By Pratap John

Chief Business Reporter

Private sector credit growth in the country is starting to accelerate, driven by a strong demand for funds from the construction, real estate and services sectors, says Dun & Bradstreet in a report.

Quoting Qatar Central Bank, Dun & Bradstreet said the country’s private sector credit growth grew by 16% year-on-year in June, with contracting loans rising by 34%.

Claims on the public sector grew by a much slower 6%, reflecting recent government directives that state-owned entities must seek approval from the Ministry of Finance before taking out loans, said Dun & Bradstreet in its “Qatar economy insight”.

The reason for this, according to Dun & Bradstreet is two-fold: to reduce government debt exposure, but also to prevent the state from “crowding out” private sector credit.

As a result of the much faster pace of private sector credit growth, it now makes up 57% of the total loan book of local banks.

To meet the growing need for capital, the QCB also wants to encourage additional means of borrowing among Qatari entities.

To this end, it has been trying to establish a “strong yield curve” in the local bond market in order to create a benchmark for local companies.
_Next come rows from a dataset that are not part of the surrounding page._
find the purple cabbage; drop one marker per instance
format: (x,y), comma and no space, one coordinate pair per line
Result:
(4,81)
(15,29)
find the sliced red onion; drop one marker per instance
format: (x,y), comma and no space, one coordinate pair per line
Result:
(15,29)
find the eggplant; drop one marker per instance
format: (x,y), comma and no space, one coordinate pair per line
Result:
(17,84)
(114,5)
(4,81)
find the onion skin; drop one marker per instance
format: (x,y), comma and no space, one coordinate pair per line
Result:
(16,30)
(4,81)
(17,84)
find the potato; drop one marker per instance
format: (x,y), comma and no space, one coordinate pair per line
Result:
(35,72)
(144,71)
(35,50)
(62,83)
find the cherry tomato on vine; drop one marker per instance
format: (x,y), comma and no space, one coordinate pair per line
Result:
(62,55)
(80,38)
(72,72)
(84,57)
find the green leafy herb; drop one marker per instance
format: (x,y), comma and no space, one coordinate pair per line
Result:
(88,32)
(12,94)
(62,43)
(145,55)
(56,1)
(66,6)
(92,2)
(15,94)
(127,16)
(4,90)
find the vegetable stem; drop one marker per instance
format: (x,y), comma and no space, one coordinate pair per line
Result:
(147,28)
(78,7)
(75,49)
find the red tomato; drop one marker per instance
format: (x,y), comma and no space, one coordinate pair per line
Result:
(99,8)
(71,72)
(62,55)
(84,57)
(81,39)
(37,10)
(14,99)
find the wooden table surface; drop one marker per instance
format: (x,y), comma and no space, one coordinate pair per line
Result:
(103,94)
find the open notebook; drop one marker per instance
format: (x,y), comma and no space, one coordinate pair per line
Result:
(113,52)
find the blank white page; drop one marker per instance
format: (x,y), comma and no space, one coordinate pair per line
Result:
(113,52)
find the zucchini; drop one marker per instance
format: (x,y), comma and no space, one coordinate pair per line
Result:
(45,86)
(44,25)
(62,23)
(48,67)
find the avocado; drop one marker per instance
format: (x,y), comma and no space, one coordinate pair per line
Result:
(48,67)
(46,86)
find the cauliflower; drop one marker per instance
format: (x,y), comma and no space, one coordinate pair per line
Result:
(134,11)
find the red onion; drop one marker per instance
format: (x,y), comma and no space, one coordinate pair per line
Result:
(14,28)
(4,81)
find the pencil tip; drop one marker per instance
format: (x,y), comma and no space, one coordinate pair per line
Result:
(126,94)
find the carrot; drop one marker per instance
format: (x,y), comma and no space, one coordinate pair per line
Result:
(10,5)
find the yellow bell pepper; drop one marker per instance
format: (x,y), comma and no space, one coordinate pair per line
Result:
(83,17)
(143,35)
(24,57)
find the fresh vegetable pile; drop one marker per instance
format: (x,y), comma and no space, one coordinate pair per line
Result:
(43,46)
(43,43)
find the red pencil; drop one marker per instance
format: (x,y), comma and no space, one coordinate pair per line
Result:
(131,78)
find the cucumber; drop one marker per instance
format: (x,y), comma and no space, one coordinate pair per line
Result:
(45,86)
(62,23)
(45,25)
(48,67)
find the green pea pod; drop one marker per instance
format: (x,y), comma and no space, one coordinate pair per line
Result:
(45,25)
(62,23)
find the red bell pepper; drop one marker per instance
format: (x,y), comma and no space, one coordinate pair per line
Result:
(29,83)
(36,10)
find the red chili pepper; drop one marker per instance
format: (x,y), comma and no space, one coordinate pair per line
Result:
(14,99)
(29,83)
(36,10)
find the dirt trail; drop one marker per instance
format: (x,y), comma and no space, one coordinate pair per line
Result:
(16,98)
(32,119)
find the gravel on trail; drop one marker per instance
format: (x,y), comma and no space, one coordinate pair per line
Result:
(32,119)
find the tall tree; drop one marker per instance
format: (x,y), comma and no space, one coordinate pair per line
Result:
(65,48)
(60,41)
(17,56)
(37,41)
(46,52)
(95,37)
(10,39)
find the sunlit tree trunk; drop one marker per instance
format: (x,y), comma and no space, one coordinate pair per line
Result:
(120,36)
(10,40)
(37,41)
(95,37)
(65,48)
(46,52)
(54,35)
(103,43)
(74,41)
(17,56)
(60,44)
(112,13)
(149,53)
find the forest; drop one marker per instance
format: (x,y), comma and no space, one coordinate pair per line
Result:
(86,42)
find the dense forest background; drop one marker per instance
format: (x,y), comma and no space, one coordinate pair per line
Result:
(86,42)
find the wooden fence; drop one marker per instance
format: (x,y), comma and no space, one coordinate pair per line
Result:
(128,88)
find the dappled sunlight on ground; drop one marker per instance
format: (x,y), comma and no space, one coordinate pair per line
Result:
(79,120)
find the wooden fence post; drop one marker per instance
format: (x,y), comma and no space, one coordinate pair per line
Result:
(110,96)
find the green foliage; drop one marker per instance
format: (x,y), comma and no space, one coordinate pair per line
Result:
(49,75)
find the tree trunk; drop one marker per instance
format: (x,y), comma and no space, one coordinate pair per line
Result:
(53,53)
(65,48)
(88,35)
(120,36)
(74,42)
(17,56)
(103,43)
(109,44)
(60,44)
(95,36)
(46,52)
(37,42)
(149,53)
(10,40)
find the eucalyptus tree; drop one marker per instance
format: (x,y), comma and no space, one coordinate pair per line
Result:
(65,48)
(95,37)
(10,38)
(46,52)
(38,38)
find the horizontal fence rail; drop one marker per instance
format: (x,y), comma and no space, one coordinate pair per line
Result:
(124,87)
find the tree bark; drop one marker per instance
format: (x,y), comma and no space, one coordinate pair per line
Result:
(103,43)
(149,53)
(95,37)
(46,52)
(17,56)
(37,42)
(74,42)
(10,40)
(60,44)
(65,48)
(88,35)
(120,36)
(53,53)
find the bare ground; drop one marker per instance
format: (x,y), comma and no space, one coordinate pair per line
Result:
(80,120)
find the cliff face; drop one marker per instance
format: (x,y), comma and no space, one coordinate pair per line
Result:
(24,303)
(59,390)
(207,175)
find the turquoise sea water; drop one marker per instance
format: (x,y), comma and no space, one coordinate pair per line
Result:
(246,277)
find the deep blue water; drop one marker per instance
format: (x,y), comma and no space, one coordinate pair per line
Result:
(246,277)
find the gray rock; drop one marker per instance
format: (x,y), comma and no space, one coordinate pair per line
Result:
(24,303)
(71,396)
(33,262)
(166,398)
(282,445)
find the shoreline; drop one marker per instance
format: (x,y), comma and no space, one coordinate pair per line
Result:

In August, the government started selling seven-year bonds, alongside the five-year and three-year quarterly offerings that it has been issuing since March 2013. The longer-term bonds allow the government to build a longer yield curve in the riyal-denominated bond market, which will support the development of a viable local debt market for local companies, creating a deeper reservoir of funds to support project development.

The government has also been pouring more of its own money into project development; with fiscal indicators for the 2013-14 budget showing an overspend against budget of 10%.

The budget itself showed an 18% increase against the previous year’s figure. Much of the increase in spending came on capital items, with project spending rising by 33% over the year, against a rise of just 2% in the previous year. Conversely, growth in current spending slowed dramatically, from 24% in the 2012-13 fiscal year to just 6% last year.

Inevitably, this higher level of liquidity has impacted consumer prices. Average annual inflation reached 3.1% in 2013, up from 1.9% in the previous year, although by June 2014 the 12-month average had slowed slightly to 2.8%, helped by moderating food prices.

However, the driver of price growth, house prices (which make up almost a third of the consumer price index), is likely to continue to exert upward pressure on overall prices.

Qatar Central Bank’s real estate price index jumped 29% y-o-y in June, driven by strong population growth.